LaUra Schmidt, Founding Director
LaUra has been studying personal resilience strategies for nearly a decade. She is trained in nonviolent civil disobedience, and is a Climate Reality Leadership Corps member & mentor.
While a bit of a nomad, she hails from Michigan, and graduated from Central Michigan University with a BS in Environmental Studies, Biology, and Religious Studies. Her MS in Environmental Humanities was earned from the University of Utah.
LaUra grew to understand the importance of place through spending some time living and playing in North Carolina & the bayous of Louisiana (directly after the BP oil spill). Inspiration finds her in natural landscapes and honest, open-hearted dialogue. You can reach her at Laura(at)goodgriefnetwork(dot)org
Aimee Lewis-Reau, Cofounder & FLOW Facilitator
Aimee is a FLOW Facilitator (Fierce Lover Of Words/Wisdom/Why). She is an edgy & reverent contemplative, healer and yoga/intuitive movement instructor. To keep her sanity, Aimee dances because as Alice Walker said: “Hard times require furious dancing.” She also DJs under the name eXis10shAL.
Aimee received her Bachelor’s degree in English, Poetry, and Religion from Central Michigan University before obtaining her MFA in Creative Nonfiction from Georgia College & State University.
Sarah Jornsay-Silverberg, Interim Executive Director
Sarah Jornsay-Silverberg (she/her) is a writer, lawyer, and curious Earth-dweller. Since childhood, Sarah has observed the grace and suffering in the world around her and wondered, “what is mine to do?” She has spent a lifetime attempting to answer that question by focusing her attention on international human rights, climate justice activism, therapeutic introspection, foreign language education, and most recently, community resilience-building. She found Good Grief Network while searching for safe spaces to navigate the heavy emotions she experiences while attempting to live in joy and service during the climate crisis. She currently spends her days balancing work, rest, play, and reverence for the Northern California cherry blossoms.

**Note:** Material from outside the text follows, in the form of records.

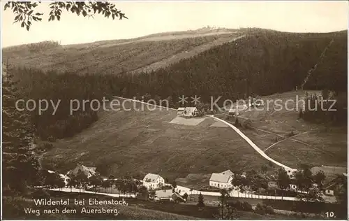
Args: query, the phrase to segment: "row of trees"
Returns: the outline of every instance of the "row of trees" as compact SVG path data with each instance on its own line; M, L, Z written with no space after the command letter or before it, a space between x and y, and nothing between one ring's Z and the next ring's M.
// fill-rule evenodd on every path
M276 181L276 187L283 191L292 191L290 186L293 184L297 186L297 192L308 192L307 194L299 195L299 197L306 197L306 200L322 200L321 191L326 178L323 171L319 171L313 174L309 167L304 166L292 176L283 168L272 173L267 173L263 169L258 172L251 170L244 175L236 172L232 185L242 192L260 193L270 188L268 182L271 180Z
M66 186L64 178L56 173L50 173L47 170L42 171L43 186L48 188L63 188ZM113 193L113 190L117 189L121 194L136 192L147 192L147 188L140 185L139 180L133 179L115 179L114 176L110 175L106 180L103 180L99 174L94 175L89 178L79 171L75 175L70 175L67 179L66 186L70 188L78 188L80 191L87 190L89 187L94 192L101 192L101 188L104 191L110 191ZM39 183L38 183L39 185ZM109 189L109 190L108 190Z
M91 101L101 101L103 97L109 99L112 95L119 95L144 101L153 99L158 104L160 100L167 99L170 107L177 108L181 105L179 97L196 94L200 97L198 107L206 112L210 108L208 104L211 103L211 97L214 100L222 97L218 102L221 106L225 99L234 101L250 95L292 90L303 80L306 71L316 63L321 48L331 40L326 36L314 39L314 36L302 38L301 36L266 31L209 50L170 67L140 74L59 74L15 68L10 71L20 80L24 92L22 99L33 99L36 104L43 99L55 104L60 101L55 112L50 104L41 114L31 112L38 135L43 140L54 140L72 136L97 120L98 106ZM341 42L341 38L337 41ZM345 56L331 56L329 62L346 64ZM332 69L336 69L338 73L346 73L342 66L332 63L327 65L333 66ZM319 66L317 71L321 70ZM317 76L316 73L313 76ZM317 88L328 86L334 90L344 90L338 84L346 82L346 74L331 78L327 75L320 76L326 79L321 85L318 84ZM336 83L332 78L336 79ZM337 80L339 78L341 80ZM310 79L309 83L311 87L312 80ZM326 83L332 85L325 85ZM74 103L76 106L73 108L78 110L71 113L73 100L79 101L80 107ZM82 106L83 100L89 102Z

Contact Sarah: sarahjs(at)goodgriefnetwork(dot)org
Despite age, experience and an ivy league education, Dean is often slow to catch on. He read about and saw signs of climate destruction over the decades. Only when 5,000 nearby homes in Sonoma County, CA suddenly turned to ash and smoke, did he have an awakening.

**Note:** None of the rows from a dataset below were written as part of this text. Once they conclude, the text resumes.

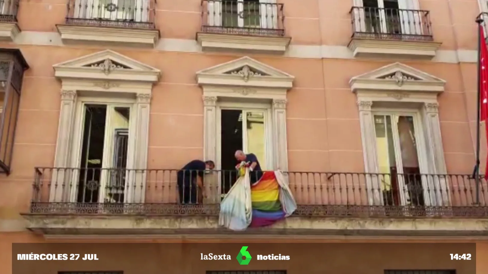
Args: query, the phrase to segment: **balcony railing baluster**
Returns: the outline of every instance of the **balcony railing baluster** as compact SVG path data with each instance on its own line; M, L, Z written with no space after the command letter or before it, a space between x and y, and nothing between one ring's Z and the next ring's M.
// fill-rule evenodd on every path
M202 0L202 20L204 33L285 36L283 4Z
M428 11L352 7L353 38L432 41Z
M38 167L31 212L41 214L218 214L235 170ZM288 172L296 215L363 217L488 217L468 175ZM197 185L203 176L204 191ZM204 192L203 193L203 192Z

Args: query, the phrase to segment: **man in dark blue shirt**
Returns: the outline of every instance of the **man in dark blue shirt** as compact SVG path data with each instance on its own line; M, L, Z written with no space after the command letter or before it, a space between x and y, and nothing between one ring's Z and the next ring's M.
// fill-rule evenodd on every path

Actually, first he had a panic attack.
So, he contacted the Good Grief Network looking for some “stress relief tips and tricks.” Instead, in the 10 steps, he found a supportive network of friends from around the world, a transformative vision, and an enjoyable new role helping others.
Contact Dean: dean(at)goodgriefnetwork(dot)org
Kristan is a mother, a writer, and a teacher. She currently teaches connection-based parenting classes and facilitates for Good Grief. What she loves most is to be with her family in the natural world – whether backpacking in the High Sierras, collecting seaweed or spring nettles, or just watching the night sky. As a mother of three teenagers, she has spent many late-night hours contemplating how to parent well into the climate crisis. She sought out Good Grief because she needed a safe and supportive place to explore her deep sadness about the earth and her anxiety about the future. Since then, she has discovered the powerful relationship between grief, gratitude, joy, and empowerment. She feels honored to be part of the Good Grief community.
Joshua Swenson is a writer and stay-at-home father. His fiction might be considered Weird Cli-Fi, Post-Science Fiction, or Enchantivism – exploring how humans might continue to evolve in strange ways as they reconnect with the rest of life on Earth. As a resident of the San Francisco Bay Area, he is an eager hiker and gardener, an amateur naturalist and admirer of the more-than-human world. Joshua could stare for hours into a single tidepool. He believes that wonder is an essential survival skill in the Anthropocene.
After earning her degree in Earth & Environmental Sciences from Wilkes University in Pennsylvania, Lou loaded up her dog, cat and three boxes in a Toyota pickup truck and moved to Northern California. She inherited a love of the outdoors and the Earth from her Dad, and worked as a consultant to cleanup soil and groundwater from Alaska to San Diego. Shamoo, her 20+ year old cat, lead her on her first natural death journey. Shortly after learning skills from hospice organizations, she founded BitterSweet Animal Hospice & Grief Recovery to help people when their animals were dying. It was a natural bridge to a life learning more about grief. Lou is a Certified Grief Recovery Specialist and the Regional Coordinator for the Bay Area Grief Recovery Method® Specialists. She is also an environmental professional supporting police, fire and public works in pollution prevention.